Boris Johnson’s plans to lift lockdown rules are based on vaccinating the majority of people who are likely to die if they catch coronavirus.
The more people who can be successfully vaccinated with at least one dose, the faster the rules can be loosened because the lower the death count of the third wave could be expected to be.
A third wave of the virus is now inevitable, with cases expected to skyrocket when lockdown ends, but the impact of this will be more tolerable if the majority of adults in the country are immune to the virus.
Professor Paul Hunter, from the University of East Anglia, said that Britain will struggle to stick to its plans if vaccination rates don’t pick up ‘very soon’.
Professor Hunter pointed out that the rapid decline in positive coronavirus tests seen earlier in the lockdown appears to be levelling off now, and the number of people being vaccinated each day are dropping lower at the same time.
He warned: ‘Taken together, these two observations are concerning…
‘If more of our vulnerable people were protected from severe disease through immunisation, then we could allow some increase in numbers without posing a substantial extra risk of severe disease and hospitalisation.

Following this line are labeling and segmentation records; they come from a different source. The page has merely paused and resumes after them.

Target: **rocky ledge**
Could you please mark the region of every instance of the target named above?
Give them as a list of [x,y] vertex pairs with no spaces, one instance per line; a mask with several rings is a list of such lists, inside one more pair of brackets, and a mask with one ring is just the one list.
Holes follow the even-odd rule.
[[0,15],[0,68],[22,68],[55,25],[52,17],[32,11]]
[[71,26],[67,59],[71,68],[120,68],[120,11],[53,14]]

‘However, a lot of people admitted to hospital with Covid are still not in the groups where vaccination has been completed.
‘If vaccination rates do not pick up very soon, then we will struggle to give enough people their first dose before we have to allocate more and more of our available doses to people’s second injections.
‘This could lead to more potentially vulnerable individuals being unprotected for a lot longer than we had expected as we try to relax restrictions further. This would have the real potential to derail the UK’s road plan for coming out of lockdown.’